What difference, BDL? 

Only time I truss is to even things up for balance or appearance. Unless I'm stuffing a pork loin roast, there's rarely need for trussing, IMO.


----------



## dc sunshine (Feb 26, 2007)

What they said 

You could also keep moisture happening by stuffing it with a fairly moist fruity mix, say prunes soaked overnight in port, some sage leaves for flavour, even some baby english spinach leaves or whatever tickles your fancy. You'll need to tie with string of course - could even wrap in some streaky bacon to protect it from drying even further.

Or marinade for few hours/overnight in white wine, lemon, oil, rosemary and pepper. Drain, pat dry, sear briefly to brown then roast.

Or cook as for a beef welliington. The duc sel (sp?) will add moisture and the pastry will keep that moisture in - make sure to sear meat first.

Use a thermometer to get it to a safe internal temp.

Hope this helped


----------



## doodle (Aug 30, 2008)

thanks for the advice everyone, I will recap to make sure I got it right but first I will answer your question boar_d_laze (-- I will also try the brine ingredients and ratio you suggested)

When I said unseasoned, I meant not pumped or injected before I buy it, I didn't mean no rubs, spices or flavourings. The vast majority of store bought pork here in my area is labeled seasoned and that refers to the fact that it was pumped in some way. I have a supplier that sells - so they say - unseasoned pork. 

I did salt & pepper the exterior of the roast but I didn't oil it. I know how lean the "new" pork is today and because I haven't brined or marinated a pork loin before I wasn't sure if it would make much of a difference. What I have read so far is that some do and some don't see any advantage.

I would prefer not to do an injection but how do you feel about - sort of - barding within the meat itself by using a bit of nicely flavoured (sage, garlic, wine, salt & pepper) ground pork and diced bacon (more fat) pushed into a few well placed slits that travel the full front to back depth of the meat? 

My goal is to get the basic cooking method straightened out first so I could add this twist. 

So ..... I am going to brine, sear first and then cook on a rack with even less water under than before, even though I didn't have that much to begin with, in an open roasting pan at 350 degrees till I reach an internal temp of just under 140 before I pull it out to rest. If I do add my internal barding idea I will also truss the meat but the pieces I used were pretty uniform so I didn't see the need. 

Did I miss anything?

doodle


----------



## koukouvagia (Apr 3, 2008)

By the way, welcome to the forum doodle, I see the same willingness in you that I have about learning new ways to make things better, especially about how you want to get the basics of roasting the loin right before doing variations (me too). Don't be discouraged if several people say several different things, that's the benefit of being on a forum like this one. There's more than 1 way to prepare a meal successfully and it helps to have the accounts of other people. Good luck with that loin.


----------



## boar_d_laze (Feb 13, 2008)

Your plan sounds pretty good to me. The only caveat I can give is that you're cooking to a lower temperature than many people prever.
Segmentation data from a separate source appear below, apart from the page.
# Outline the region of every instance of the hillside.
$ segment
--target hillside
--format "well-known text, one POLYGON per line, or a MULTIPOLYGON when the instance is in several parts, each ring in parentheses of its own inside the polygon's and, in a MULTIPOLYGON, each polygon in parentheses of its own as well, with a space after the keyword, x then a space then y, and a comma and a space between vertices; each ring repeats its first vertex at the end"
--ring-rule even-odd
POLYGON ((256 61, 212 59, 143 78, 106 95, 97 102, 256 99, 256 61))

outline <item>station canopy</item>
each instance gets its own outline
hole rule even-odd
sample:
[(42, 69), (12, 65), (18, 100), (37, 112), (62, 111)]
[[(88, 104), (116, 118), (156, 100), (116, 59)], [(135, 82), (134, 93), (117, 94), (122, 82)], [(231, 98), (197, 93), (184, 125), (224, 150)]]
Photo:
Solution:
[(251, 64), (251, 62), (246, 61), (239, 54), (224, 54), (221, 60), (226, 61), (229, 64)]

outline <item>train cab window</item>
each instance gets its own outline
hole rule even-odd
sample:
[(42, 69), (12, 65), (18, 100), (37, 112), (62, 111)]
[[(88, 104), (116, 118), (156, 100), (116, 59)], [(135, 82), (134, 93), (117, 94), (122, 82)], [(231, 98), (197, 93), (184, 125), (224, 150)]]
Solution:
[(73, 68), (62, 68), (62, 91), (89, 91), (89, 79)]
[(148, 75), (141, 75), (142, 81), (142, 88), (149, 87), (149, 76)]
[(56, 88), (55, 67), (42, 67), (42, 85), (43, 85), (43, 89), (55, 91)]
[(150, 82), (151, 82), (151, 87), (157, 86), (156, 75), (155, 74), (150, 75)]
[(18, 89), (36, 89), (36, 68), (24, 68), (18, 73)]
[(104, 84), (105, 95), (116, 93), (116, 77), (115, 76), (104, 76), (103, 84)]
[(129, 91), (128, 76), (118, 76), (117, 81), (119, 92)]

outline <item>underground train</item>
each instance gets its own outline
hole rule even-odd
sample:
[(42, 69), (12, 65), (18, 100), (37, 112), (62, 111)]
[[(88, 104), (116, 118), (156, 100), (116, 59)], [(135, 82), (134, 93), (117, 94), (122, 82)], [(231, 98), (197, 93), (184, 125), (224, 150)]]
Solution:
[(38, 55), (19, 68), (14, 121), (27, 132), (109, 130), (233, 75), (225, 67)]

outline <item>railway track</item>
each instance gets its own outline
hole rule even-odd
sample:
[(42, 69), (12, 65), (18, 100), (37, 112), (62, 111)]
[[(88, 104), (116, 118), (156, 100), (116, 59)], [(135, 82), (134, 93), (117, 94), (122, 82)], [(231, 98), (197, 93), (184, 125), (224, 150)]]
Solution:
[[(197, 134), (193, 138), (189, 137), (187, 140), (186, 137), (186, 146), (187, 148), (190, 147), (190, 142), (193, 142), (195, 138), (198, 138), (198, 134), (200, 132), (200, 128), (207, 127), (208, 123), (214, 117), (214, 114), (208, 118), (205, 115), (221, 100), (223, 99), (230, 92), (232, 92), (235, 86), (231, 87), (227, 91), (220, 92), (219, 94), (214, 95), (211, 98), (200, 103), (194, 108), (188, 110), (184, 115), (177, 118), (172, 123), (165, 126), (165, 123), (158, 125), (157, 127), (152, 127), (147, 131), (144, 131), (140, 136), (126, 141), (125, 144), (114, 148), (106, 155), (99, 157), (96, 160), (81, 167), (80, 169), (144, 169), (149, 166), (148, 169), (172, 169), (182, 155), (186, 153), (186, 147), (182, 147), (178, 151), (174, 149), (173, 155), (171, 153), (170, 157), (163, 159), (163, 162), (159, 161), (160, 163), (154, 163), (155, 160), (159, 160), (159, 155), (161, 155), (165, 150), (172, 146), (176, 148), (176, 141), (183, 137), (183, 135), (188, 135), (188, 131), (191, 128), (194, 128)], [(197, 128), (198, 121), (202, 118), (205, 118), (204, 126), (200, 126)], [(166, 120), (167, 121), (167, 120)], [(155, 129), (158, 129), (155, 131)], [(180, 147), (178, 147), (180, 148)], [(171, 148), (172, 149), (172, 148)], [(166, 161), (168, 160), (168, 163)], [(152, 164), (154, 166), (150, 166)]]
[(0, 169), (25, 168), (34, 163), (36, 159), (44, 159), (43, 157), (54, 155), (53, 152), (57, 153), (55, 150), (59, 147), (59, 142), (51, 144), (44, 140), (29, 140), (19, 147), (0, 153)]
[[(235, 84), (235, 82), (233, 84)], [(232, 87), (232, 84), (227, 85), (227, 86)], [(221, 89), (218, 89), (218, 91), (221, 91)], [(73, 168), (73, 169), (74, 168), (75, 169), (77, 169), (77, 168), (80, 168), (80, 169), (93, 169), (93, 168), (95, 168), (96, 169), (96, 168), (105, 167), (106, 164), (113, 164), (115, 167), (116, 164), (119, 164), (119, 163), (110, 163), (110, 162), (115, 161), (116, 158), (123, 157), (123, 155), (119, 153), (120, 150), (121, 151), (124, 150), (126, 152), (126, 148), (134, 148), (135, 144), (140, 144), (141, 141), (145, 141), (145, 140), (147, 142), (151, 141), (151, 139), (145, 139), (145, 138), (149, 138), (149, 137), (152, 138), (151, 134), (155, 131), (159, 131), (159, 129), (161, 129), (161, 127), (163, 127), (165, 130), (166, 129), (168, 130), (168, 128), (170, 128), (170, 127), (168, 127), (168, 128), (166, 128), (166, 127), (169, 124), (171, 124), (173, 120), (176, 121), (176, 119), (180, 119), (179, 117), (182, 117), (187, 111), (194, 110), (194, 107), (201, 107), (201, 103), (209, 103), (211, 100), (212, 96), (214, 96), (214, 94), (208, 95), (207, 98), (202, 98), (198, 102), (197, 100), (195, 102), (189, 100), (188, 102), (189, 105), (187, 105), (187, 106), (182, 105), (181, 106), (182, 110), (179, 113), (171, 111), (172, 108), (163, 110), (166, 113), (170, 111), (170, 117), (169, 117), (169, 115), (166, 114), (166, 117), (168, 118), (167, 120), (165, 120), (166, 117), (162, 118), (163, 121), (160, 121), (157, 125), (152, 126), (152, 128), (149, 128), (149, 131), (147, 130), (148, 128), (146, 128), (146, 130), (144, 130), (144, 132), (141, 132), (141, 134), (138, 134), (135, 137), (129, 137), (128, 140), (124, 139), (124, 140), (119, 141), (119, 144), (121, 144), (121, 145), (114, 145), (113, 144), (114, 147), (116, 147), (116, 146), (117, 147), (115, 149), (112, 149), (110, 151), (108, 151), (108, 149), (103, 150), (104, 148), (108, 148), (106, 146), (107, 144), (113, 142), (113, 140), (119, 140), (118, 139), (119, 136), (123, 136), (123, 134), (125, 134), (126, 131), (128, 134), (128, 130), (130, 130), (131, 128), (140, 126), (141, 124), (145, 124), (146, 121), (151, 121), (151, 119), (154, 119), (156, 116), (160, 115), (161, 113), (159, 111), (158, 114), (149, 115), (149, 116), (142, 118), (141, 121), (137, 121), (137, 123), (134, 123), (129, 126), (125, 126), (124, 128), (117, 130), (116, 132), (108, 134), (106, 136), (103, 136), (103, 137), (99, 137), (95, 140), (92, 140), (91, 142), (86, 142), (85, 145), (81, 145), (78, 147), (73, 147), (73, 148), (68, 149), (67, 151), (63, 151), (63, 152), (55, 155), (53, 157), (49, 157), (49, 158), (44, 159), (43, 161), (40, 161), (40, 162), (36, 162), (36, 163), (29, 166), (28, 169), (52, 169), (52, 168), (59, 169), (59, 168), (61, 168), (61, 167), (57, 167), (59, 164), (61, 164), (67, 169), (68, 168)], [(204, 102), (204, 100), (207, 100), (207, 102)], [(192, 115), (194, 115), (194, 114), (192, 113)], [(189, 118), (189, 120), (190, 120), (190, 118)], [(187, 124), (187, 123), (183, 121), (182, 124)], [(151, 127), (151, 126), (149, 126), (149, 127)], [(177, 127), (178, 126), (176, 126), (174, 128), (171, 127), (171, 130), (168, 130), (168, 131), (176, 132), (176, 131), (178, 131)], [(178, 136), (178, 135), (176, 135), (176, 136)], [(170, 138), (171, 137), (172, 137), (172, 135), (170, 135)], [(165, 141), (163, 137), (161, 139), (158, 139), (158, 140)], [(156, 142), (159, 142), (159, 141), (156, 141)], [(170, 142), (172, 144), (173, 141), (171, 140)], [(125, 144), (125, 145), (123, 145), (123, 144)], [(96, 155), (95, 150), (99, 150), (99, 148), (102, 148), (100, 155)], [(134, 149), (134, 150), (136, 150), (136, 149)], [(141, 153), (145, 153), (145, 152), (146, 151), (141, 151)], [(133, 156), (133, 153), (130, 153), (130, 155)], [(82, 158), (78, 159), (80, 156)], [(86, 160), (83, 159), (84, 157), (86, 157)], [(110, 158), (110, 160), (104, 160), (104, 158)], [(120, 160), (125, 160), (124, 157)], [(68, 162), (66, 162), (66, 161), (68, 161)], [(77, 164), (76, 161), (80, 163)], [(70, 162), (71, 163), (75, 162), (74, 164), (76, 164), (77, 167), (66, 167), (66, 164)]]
I can't muster a lot of alarm, because that's about the temperature I like it. 

"Internal barding," wonderful! It's actually called "larding." The easiest way to do it is to buy something caled a "larding needle," which is a long needels with a clamp at one end. Most people use seasoned streaky bacon as the fat, which is called a "lardon." An alternative to a special larding needle is to poke a hole through your roast with a sharpening steel then force the fat through the hole with it, the handle of a spoon, or the like.

One of the nice things about larding is that the lardon's leave a visible trace when you slice the roast. So make sure to make a pretty pattern.

FWIW, you shouldn't need to both lard and brine. If I were your cooking teacher instead of just a friend, I'd have you do them separately. However, nothing succeeds like excess. So what the hey!

Sorry to hear about the "pumping" sitaution in your area. Other people's brines and injects, especially packers', tend not to be very good. As a process, injection is a relatively efficient way of ensuring a juicy roast. But it is most definitely something you must do yourself. Ironic that the same people who created the ultra-lean north American pig, now sell "enhanced" meat because the new pork dries so easily. 

Forgive me for using your answer to respond to someone else's question. Trussing helps keep roasts juicier, in theory anyway. I was told that this is because of their more compact shape. Since a pork loin is so perfectly symmetrical to begin with, trussing doesn't make a lot of difference to the shape, other than to make little ring indentations. Whether it works or not I can't help myself, I was trained to truss so I truss. 

We truss the world,
BDL


----------